Intel(R) QPL behavior depends on accelerator configuration. There is a limitation on qpl_job.available_in and qpl_job.available_out based on configured max_transfer_size. There is also a behavior dependent on block_on_fault described in Page Faults Handling. If you need to identify these limitations or expected behavior, query the accelerator configuration.

Intel(R) QPL does not support APIs to check accelerator configuration. Use the accel-config library directly. See the example of checking max_transfer_size in Multi-chunk Compression with Fixed Block.

Work Queue Support#

Intel® In-Memory Analytics Accelerator (Intel® IAA) 2.0 supports the ability to configure which operations are supported using the OPCFG register.

As of Intel QPL 1.3.0 or higher with libaccel-config library version 4.0 or higher, the device dispatcher respects each work queue’s OPCFG register. The operation isn’t submitted to work queues that do not support it and returns a QPL_STS_NOT_SUPPORTED_BY_WQ status if no available work queue supports the operation.

In the case of older Intel QPL version, operations are submitted to any available work queue. This may result in errors when the work queue does not support the operation.

In the case of an older Intel IAA or libaccel-config version without OPCFG support, no issues would arise as work queues would allow all available operations.

Library Limitations#

  • Library does not work with Dedicated Work Queues on the accelerator, but uses Shared Work Queues only.

  • Library does not have APIs for the hardware path configuration.

  • Library does not have APIs for Load Balancing feature customization.

  • Library does not support hardware path on Windows OS.

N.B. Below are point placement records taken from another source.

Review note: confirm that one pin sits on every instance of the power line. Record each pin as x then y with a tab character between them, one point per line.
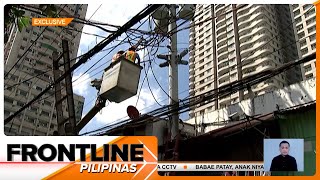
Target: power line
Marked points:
165	108
38	75
27	51
146	11
230	88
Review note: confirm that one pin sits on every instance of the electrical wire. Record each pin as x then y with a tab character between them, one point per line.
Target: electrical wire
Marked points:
39	75
27	51
193	99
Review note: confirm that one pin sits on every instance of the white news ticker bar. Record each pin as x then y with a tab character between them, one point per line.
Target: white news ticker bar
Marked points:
210	167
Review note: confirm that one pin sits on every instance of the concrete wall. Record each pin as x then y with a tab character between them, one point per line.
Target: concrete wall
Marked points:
293	95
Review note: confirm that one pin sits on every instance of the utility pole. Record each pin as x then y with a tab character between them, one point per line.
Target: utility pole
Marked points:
173	72
173	60
69	90
57	92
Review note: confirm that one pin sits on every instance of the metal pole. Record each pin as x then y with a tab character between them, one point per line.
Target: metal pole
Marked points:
70	101
57	87
173	73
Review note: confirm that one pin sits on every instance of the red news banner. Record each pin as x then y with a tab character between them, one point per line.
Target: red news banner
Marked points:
124	157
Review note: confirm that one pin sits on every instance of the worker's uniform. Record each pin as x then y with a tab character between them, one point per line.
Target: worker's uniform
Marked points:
132	56
116	57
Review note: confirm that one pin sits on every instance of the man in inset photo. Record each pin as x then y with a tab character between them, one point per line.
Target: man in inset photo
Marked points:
284	162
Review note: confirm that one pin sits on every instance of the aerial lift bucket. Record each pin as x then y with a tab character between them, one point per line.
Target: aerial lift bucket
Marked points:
120	81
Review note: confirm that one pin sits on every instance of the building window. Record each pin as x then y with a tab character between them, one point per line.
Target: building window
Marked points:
45	113
23	93
8	100
309	13
301	35
309	76
299	27
304	51
307	68
39	88
298	20
312	29
48	103
312	37
310	21
307	6
303	43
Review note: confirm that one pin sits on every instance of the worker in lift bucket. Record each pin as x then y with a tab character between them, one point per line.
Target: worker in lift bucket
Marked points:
132	55
117	56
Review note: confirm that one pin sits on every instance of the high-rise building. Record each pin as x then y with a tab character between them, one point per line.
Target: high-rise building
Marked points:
241	40
304	16
33	73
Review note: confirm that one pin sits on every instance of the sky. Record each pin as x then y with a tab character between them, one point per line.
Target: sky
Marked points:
109	13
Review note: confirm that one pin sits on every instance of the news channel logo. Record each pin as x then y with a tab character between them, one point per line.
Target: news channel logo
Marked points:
283	155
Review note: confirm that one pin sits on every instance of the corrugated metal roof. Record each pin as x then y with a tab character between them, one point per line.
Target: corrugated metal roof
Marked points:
300	107
237	126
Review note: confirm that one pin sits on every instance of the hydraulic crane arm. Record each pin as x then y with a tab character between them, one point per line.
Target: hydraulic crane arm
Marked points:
100	104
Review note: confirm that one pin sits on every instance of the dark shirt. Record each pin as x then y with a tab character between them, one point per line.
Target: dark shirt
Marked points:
284	163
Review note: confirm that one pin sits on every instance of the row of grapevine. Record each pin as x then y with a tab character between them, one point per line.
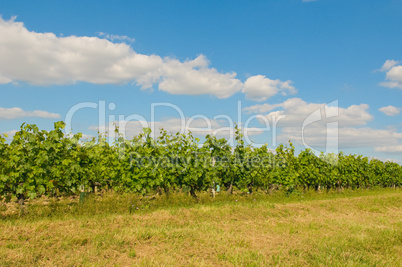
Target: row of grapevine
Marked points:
38	162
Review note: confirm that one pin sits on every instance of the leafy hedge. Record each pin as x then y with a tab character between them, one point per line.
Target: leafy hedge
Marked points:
39	162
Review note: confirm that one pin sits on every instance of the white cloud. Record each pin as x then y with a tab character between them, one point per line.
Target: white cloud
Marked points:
347	134
390	110
297	110
348	137
114	37
195	78
389	149
13	113
259	88
198	127
393	74
46	59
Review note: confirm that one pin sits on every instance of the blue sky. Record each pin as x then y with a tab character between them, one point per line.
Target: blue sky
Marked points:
287	57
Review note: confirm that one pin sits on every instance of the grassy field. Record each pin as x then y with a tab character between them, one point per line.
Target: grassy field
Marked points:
352	228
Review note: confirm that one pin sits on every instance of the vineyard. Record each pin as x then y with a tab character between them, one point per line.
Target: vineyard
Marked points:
38	162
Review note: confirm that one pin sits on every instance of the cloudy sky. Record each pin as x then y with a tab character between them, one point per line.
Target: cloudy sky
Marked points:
325	74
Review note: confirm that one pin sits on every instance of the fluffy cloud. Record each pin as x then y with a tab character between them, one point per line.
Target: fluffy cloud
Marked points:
326	126
295	111
194	78
14	113
259	88
45	59
393	74
390	110
348	137
199	126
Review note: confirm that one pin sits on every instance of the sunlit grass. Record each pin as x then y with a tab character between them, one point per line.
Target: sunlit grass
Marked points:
352	228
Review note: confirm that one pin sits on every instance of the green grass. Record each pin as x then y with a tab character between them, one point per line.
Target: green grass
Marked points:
351	228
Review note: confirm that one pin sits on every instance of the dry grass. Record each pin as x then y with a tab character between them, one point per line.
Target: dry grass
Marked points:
358	229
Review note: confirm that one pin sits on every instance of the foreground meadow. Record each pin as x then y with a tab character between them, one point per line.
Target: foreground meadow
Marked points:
351	228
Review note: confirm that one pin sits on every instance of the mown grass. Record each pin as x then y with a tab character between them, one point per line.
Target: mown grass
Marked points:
352	228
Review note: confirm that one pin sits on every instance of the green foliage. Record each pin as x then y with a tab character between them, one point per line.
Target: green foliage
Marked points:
38	162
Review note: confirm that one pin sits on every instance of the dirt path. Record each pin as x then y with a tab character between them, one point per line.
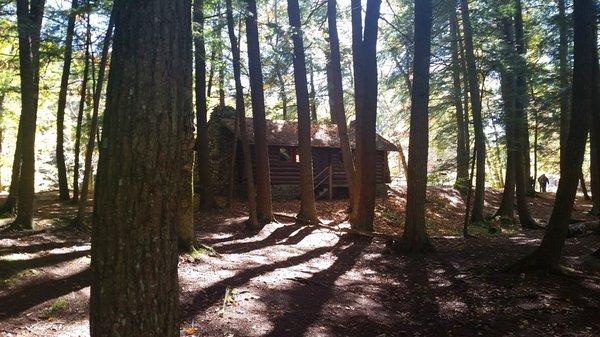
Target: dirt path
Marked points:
306	281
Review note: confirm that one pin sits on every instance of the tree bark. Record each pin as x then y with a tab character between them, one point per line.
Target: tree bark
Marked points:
84	83
308	210
261	147
29	23
313	95
522	101
148	134
89	152
506	211
63	186
241	116
415	237
585	71
203	184
2	98
462	151
477	214
594	164
521	128
336	98
366	97
563	52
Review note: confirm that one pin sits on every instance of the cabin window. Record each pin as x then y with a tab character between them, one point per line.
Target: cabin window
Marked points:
288	154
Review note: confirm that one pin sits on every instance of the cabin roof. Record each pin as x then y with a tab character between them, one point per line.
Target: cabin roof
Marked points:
285	133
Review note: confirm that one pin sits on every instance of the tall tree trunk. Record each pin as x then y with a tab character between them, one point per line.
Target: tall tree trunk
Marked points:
336	98
2	98
563	51
522	102
313	95
364	210
308	211
263	171
585	71
29	23
477	214
63	186
521	128
415	236
582	182
594	164
211	72
84	83
506	211
465	81
278	64
203	185
221	73
241	117
148	134
462	150
89	151
282	94
13	191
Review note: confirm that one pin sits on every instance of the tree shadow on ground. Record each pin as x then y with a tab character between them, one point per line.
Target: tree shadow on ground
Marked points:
31	295
279	234
308	300
212	294
12	267
34	248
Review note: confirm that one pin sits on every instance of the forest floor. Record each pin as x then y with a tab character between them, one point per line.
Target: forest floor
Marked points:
290	280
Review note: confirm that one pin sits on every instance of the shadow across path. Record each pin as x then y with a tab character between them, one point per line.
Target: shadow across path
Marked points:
308	299
33	294
12	267
34	248
212	294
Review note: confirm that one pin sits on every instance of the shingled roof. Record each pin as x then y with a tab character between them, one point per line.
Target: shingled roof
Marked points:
285	133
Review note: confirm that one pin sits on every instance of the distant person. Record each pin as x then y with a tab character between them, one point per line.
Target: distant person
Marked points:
543	180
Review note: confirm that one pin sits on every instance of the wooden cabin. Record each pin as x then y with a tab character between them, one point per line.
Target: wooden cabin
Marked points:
282	137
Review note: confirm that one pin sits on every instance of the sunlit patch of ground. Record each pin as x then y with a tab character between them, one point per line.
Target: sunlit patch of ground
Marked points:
291	280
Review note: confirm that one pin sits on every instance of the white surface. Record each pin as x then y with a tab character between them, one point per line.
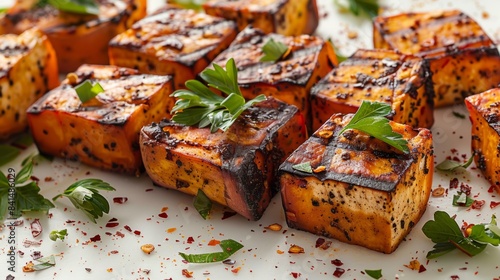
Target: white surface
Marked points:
259	259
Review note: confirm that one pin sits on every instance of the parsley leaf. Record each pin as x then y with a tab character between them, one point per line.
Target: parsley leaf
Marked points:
273	51
361	7
84	195
202	204
199	105
228	246
58	234
451	165
86	90
445	232
370	118
74	6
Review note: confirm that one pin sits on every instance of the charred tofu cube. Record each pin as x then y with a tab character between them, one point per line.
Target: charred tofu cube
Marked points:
77	38
290	79
236	168
361	191
172	41
286	17
463	59
103	132
385	76
28	69
484	111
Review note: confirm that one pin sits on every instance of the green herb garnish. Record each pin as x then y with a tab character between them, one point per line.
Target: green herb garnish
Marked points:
199	105
86	90
16	198
461	199
202	204
361	7
228	246
58	234
445	232
304	167
451	165
85	196
371	119
273	51
44	263
375	274
89	7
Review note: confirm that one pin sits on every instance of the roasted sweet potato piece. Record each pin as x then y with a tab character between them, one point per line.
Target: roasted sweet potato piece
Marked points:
463	59
77	38
402	81
484	111
290	79
172	41
28	69
236	168
361	190
286	17
103	132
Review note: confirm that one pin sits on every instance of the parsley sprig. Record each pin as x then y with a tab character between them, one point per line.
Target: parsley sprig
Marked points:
18	195
371	119
199	105
273	51
228	246
445	232
84	195
361	7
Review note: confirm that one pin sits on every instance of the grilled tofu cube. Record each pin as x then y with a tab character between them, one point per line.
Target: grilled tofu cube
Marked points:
463	59
361	190
172	41
28	70
484	111
290	79
103	132
286	17
77	38
402	81
236	168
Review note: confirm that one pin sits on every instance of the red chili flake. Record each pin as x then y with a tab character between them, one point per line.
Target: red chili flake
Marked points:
95	238
228	214
338	272
187	274
337	262
36	228
113	222
163	215
465	189
120	200
478	204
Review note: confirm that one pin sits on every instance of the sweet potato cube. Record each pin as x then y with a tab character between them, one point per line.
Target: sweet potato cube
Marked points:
402	81
172	41
236	168
360	191
290	79
77	38
103	132
287	17
463	59
28	69
484	111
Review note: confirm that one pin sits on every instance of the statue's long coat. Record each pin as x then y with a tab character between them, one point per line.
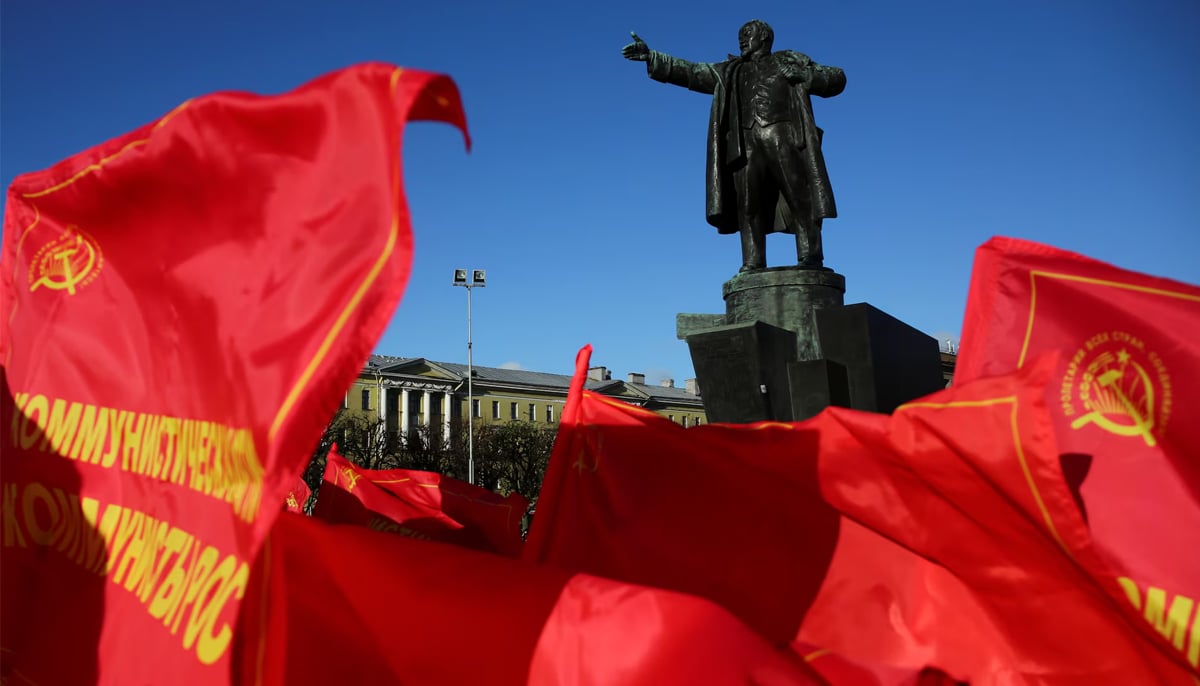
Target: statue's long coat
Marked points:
724	130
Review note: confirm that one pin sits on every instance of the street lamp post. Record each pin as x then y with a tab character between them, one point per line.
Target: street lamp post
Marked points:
478	280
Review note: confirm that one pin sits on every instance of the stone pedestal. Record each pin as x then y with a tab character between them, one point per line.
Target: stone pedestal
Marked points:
743	372
887	361
786	298
787	347
816	385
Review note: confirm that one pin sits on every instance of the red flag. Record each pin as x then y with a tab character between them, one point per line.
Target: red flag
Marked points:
420	505
361	607
1120	398
631	495
1012	605
297	497
184	307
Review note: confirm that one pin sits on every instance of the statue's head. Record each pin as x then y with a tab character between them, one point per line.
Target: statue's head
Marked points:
755	38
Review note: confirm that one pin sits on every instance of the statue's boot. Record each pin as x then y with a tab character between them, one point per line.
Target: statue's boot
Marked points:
754	250
809	252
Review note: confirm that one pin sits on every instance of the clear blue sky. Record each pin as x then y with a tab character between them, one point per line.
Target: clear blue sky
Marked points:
1074	122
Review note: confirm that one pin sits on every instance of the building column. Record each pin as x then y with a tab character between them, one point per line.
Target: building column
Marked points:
429	409
403	413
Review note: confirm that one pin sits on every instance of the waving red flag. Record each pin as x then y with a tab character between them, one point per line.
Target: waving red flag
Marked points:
184	307
993	577
420	505
1129	347
347	605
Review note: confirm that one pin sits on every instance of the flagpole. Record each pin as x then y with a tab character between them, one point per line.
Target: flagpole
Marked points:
478	278
471	401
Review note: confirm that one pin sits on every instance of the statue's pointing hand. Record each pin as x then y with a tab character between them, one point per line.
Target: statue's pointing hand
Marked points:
637	50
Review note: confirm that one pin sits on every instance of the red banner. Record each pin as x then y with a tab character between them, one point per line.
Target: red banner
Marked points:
184	307
347	605
421	505
1120	397
738	515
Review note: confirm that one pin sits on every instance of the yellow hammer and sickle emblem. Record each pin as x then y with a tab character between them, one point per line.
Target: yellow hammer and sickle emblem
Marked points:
65	277
1141	423
352	479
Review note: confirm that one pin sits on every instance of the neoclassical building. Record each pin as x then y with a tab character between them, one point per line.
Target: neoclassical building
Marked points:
409	392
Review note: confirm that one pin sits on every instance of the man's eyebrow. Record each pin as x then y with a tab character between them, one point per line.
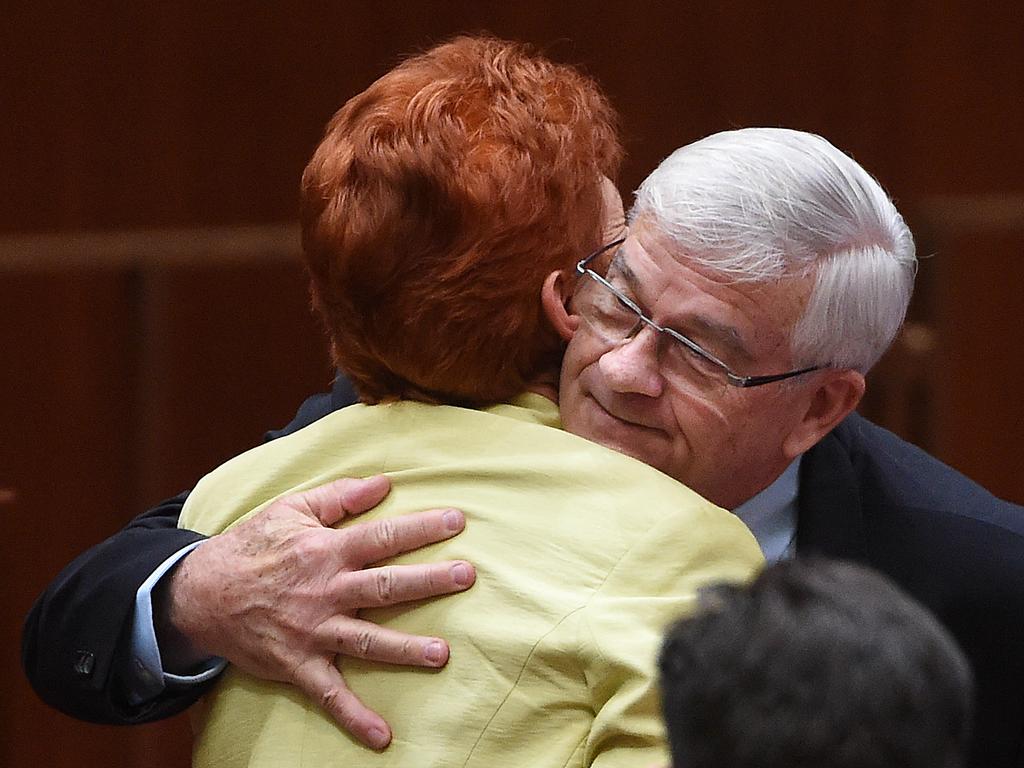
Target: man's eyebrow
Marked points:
621	268
721	340
724	341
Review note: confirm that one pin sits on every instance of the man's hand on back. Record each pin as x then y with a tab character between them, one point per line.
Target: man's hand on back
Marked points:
279	595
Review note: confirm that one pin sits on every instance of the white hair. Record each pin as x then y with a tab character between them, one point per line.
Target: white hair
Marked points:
764	204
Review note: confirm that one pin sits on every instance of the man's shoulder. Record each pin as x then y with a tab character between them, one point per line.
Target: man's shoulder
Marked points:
890	473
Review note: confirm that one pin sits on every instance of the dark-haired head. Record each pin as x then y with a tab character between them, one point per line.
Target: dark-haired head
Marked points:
819	664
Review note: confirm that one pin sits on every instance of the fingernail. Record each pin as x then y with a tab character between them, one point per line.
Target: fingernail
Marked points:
462	574
453	519
379	738
434	652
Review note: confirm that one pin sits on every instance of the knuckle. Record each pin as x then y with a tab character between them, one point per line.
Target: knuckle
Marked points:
364	643
387	535
308	548
384	585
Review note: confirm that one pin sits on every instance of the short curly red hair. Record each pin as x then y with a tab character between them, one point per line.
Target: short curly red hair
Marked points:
434	207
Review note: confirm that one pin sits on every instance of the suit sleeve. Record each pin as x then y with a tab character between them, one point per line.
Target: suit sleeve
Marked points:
76	640
654	584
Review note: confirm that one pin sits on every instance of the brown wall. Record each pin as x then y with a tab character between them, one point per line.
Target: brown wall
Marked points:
136	359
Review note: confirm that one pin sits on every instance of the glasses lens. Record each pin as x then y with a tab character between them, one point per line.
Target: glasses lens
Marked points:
605	312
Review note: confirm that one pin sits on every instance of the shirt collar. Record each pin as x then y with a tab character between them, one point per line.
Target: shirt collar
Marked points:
771	515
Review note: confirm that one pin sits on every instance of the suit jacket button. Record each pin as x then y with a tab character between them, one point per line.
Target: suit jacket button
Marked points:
84	663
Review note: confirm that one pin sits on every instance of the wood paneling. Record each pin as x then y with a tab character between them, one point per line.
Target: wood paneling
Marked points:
133	364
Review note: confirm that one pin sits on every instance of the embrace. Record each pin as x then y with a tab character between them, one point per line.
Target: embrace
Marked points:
622	415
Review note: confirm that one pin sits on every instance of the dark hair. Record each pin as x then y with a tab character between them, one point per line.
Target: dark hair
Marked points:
436	204
815	664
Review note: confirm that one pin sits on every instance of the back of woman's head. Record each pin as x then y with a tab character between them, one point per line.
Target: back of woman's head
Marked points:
434	207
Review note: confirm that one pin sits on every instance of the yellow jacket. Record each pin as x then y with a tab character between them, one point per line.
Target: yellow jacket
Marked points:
583	556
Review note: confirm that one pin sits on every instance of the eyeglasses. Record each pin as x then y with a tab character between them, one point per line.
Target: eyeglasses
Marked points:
616	317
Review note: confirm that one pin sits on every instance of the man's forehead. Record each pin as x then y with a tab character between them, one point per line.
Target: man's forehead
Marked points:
765	310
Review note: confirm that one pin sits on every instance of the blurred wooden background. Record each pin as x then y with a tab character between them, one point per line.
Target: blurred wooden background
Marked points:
155	320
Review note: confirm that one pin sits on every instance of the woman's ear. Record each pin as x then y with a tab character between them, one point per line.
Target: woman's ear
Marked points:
555	296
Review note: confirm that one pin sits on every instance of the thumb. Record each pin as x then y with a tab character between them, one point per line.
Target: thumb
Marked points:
334	501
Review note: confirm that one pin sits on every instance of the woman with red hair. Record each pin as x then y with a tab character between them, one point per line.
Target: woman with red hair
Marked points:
442	202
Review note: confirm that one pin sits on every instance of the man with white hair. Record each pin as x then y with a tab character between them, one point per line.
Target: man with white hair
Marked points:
725	344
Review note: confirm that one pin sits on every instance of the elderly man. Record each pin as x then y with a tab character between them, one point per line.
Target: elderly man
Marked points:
725	344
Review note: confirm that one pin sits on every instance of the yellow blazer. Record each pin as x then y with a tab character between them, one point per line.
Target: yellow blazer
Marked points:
583	556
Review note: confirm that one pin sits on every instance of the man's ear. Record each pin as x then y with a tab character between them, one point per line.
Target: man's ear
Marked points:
555	297
836	393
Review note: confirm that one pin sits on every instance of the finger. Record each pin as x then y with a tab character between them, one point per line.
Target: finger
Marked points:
354	637
348	496
389	585
322	681
378	540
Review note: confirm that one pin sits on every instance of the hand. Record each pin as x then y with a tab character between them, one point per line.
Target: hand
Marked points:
279	595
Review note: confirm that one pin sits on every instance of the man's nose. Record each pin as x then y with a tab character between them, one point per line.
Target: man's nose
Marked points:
631	367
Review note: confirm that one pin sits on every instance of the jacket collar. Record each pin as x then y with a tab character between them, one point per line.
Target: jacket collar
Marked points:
829	515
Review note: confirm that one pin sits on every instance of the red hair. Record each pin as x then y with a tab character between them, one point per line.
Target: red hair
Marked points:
436	204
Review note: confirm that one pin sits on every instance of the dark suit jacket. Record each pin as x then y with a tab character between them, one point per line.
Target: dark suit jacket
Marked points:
864	496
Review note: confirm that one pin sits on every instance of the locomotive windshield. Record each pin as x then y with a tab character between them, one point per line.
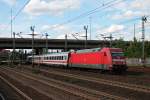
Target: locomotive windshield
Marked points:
116	54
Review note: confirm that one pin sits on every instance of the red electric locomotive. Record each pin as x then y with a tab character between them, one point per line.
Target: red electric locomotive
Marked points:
111	59
105	59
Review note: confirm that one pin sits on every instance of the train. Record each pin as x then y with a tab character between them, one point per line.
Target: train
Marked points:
104	59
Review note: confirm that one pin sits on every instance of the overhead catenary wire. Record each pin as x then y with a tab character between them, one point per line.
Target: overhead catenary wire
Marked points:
102	7
19	11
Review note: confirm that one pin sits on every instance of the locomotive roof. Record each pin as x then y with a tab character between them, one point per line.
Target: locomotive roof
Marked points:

  • Library is not developed for kernel mode usage. It is user level driver library.

Library APIs#

Intel QPL provides Low-Level C API, that represents a state-based interface. The base idea is to allocate a single state and configure one with different ways to perform necessary operation. All memory allocations are happening on user side or via user-provided allocators. See Low-Level C API Key Concepts for more details.